I would like to know how to go about holding a rally.
Thanks
Eric


----------



## CamperAndy (Aug 26, 2004)

Pick a place that you want to go that you think others would want to visit. Advertise it on here and you will be the Wagon Master for the event. Depending on the timing and the location it could be just a few trailers or it could be dozens.

Where and When did you have in mind?


----------



## egregg57 (Feb 13, 2006)

Jeep Guy said:


> I would like to know how to go about holding a rally.
> Thanks
> Eric


 Hey, Eric... this is Eric!

Hosting a rally is very easy.

Choose a campground. You can keep it local or make it a destination, such as a national park or near an attraction or attractions.

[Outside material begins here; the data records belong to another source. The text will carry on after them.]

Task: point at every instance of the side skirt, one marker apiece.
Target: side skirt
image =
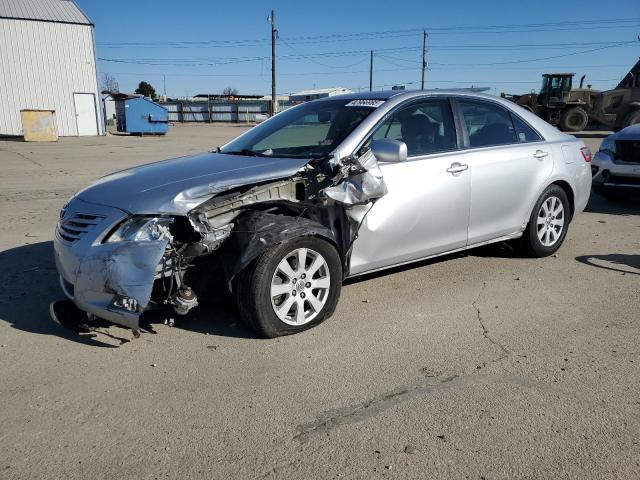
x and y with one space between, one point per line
511 236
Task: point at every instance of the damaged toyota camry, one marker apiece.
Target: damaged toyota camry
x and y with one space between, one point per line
323 191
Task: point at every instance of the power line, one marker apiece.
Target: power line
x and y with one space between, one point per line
231 60
467 30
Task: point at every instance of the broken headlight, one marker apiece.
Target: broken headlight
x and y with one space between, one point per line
141 229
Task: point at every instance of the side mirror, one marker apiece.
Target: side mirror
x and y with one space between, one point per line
388 150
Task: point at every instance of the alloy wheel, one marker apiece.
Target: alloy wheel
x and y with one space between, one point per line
300 286
550 221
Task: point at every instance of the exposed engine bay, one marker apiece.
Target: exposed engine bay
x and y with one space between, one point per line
182 256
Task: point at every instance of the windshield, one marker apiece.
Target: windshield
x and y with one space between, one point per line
310 130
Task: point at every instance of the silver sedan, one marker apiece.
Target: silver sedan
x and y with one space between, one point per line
323 191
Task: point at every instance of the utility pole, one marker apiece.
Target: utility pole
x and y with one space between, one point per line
425 37
371 72
274 35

Call the campground and let them know you would like to hold a rally at their campground.

Ask the campground about blocking sites, say 6 or a few more in a specific area.

Ask about group rates as well.

Help the campground identify the group by name. Ie: North East Outbackers..

Copy the contact information, point of contact at the campground, the rate for the weekend or week andhave those that want to go contact you so you can update the rally page with participants.

Plan a cocktail hour Friday night to help introduce people. Maybe a pot luck on Saturday... they are always favorites.

For more ideas check the rallies forum!

If you have any questions... fire away!!

Eric


----------